A Tamil refugee raised in Mitcham who took the sound of London and the British Tamil community – defiant, displaced – and put it on the world stage. Her ‘Sunshowers’ video, directed by Rajesh Touchriver (known for directing the 2002 film In the Name of Buddha, 2002), was shot in south India and featured Tamil women in Liberation Tigers of Tamil Eelam (LTTE) training attire – the first time the Tamil movement was represented in pop culture on national television here in the UK. M.I.A. kicked the door wide open, and a generation walked through it.
‘Kuruvi’ – Charles Bosco and Dinesh Kanagaratnam
London-based producer Charles Bosco teamed up with Sri Lankan Tamil rapper Dinesh Kanagaratnam (ADK) and singers Jackson Bosco, Benny Dayal, Suvi Suresh and Arjun for a Tamil party anthem, lifted from their collaboration album SL2SG. It became one of the first Tamil songs to go viral, passing a million views on YouTube, all without an official music video.
‘Nenjinile Rebirth’ – MC Sai, Chris G, Sahi Siva
While M.I.A. was conquering the mainstream, MC Sai was connecting the diaspora with his sharp lyrics and flow. The UK’s most successful Tamil rapper, he released his debut at 16 and went on to found Rebel Star Records and then Oru Nation, labels that launched the likes of Teejay, Sahi Siva and Ratty Adhiththan. Scenes don’t happen by accident; earlier generations were there first, nurturing the foundations and building them solid. ‘Nenjinile Rebirth’ has racked up one billion views on TikTok, 67 million on YouTube and 270 million streams.
‘Vaadi’ – Arjun
Before the current wave, there was Arjun Coomaraswamy, the London boy whose R&B rework of ‘Why This Kolaveri Di’ went viral in 2011 and proved a British Asian artist could go global. With billions of views and a worldwide fanbase there’s almost no city on the planet he hasn’t performed in. Arjun bridged South Asian culture globally, fusing his love of soulful English R&B with Tamil, Hindi, Punjabi and more. ‘Vaadi’ is that East-meets-West formula at its sharpest, sampling the classic Tamil track ‘Vaadi Vaadi Nattukattai’.

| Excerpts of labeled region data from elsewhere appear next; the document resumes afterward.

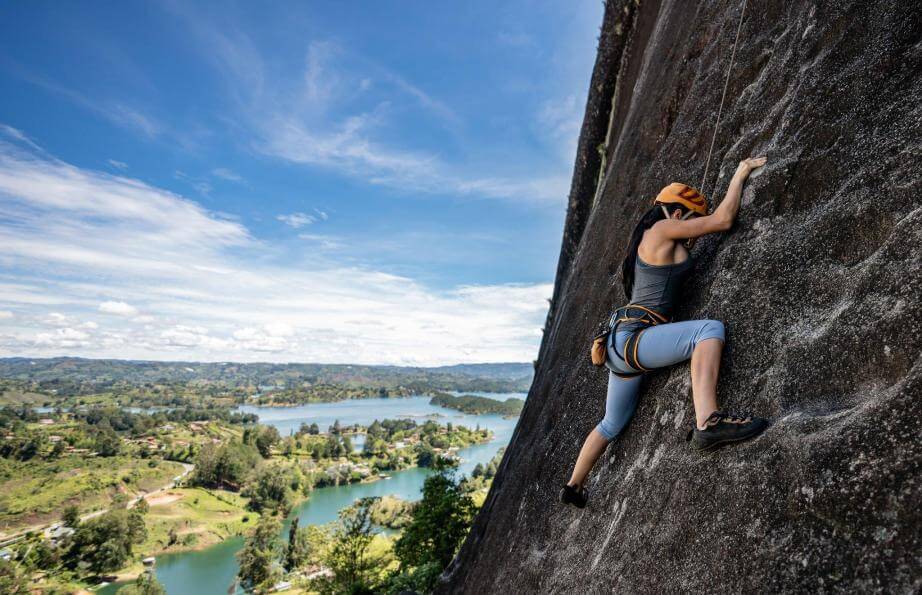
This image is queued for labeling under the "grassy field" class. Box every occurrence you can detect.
[0,456,183,534]
[137,488,259,556]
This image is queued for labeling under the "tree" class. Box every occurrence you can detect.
[241,466,292,512]
[394,467,475,569]
[0,558,29,595]
[237,515,282,591]
[256,426,282,459]
[416,442,436,467]
[48,440,67,459]
[285,517,311,572]
[134,497,150,514]
[95,426,122,457]
[119,571,166,595]
[191,442,259,489]
[65,509,147,574]
[61,504,80,529]
[327,497,379,593]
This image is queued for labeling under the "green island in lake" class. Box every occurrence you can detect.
[429,392,525,417]
[0,362,522,593]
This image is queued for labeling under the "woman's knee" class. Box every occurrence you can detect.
[695,320,727,345]
[595,417,620,442]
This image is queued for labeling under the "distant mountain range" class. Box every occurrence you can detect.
[0,357,534,393]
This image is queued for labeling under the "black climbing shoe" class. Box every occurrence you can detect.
[688,411,768,452]
[560,484,589,508]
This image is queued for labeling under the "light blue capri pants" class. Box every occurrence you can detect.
[596,320,725,440]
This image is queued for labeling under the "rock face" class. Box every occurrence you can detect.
[438,0,922,594]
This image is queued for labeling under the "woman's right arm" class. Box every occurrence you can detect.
[650,157,766,240]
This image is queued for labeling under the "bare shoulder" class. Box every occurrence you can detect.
[637,226,676,265]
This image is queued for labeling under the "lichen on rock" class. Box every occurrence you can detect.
[438,0,922,593]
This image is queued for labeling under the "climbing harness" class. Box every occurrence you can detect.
[698,0,749,199]
[592,304,669,378]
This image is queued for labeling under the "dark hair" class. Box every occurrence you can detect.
[621,203,688,301]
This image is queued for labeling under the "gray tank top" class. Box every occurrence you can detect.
[618,254,694,332]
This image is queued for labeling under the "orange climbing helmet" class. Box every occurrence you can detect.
[653,182,708,219]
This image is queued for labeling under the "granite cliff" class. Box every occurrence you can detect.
[438,0,922,594]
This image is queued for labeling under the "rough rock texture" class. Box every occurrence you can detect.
[439,0,922,593]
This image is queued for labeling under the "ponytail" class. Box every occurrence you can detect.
[621,203,689,301]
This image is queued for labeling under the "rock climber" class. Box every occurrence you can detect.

‘Naan Kudikka Poren’ – Sahi Siva, Ratty Adhiththan, Selojan
One of the first Tamil independent artists to complete a 32-city global tour in a single year, East London’s Sahi Siva has become the sound of the diaspora Tamil. In 2019 he teamed up with French Tamil rapper Ratty Adhiththan for the viral hit ‘Naan Kudikka Poren’, which has amassed over 100 million views on YouTube and a matching number of Spotify streams. Sahi Siva built his audience the grassroots way, from university stages to a global following, while Ratty Adhiththan has been one of the scene’s defining voices since its earliest days.
‘Skyline’ – Maharani, ItsyaboiKay
When Timbaland calls your track ‘ground-breaking for [your] culture’ you have to pause for a moment to take that in. A multilingual singer-songwriter with Indian Tamil roots, Maharani moves between R&B, trap-soul and Indian sonics and her viral Tamixes series, reimagining popular songs in Tamil, set a trend of its own. Her debut EP AnBae, made with producer ItsyaboiKay, earned plays across the BBC and a feature in MTV News. She is building a new lane, and taking the Tamil language with her.
‘Ballad of the Bullet’ – Abi Sampa, Rushil Ranjan, Janan Sathiendran
A daughter of northwest London, Abi Sampa took our community somewhere it had never been. Her Orchestral Qawwali Project sold out the Royal Albert Hall, a place of which she is now an Associate Artist. This April she returned to that stage for AR Rahman’s Royal Albert Hall debut, premiering Rangreza, a new work the maestro co-created with Rushil Ranjan for her voice, featuring the Royal Philharmonic Orchestra. A Carnatic-trained, veena-playing British Tamil woman, Sampa’s ‘Ballad of the Bullet’ places her take on Indian classical music in the spotlight.
‘Unakkul Naane’ – Pritt (with dilushselva)
A cover recorded to celebrate her parents’ 25th wedding anniversary, this track has now streamed close to 100 million times. South London’s Pritt blends Carnatic melisma with R&B honesty, and this track became a homecoming anthem for a whole generation of diaspora Tamils.
‘Thaniye Thananthaniye’ – Prito
Music producer, DJ and architect of the Tamil diaspora underground, Prito flips nostalgic golden-era Kollywood classics into house, UK garage and amapiano, and what started as a sound has become a movement. This track features on his Prito Sounds World Tour album.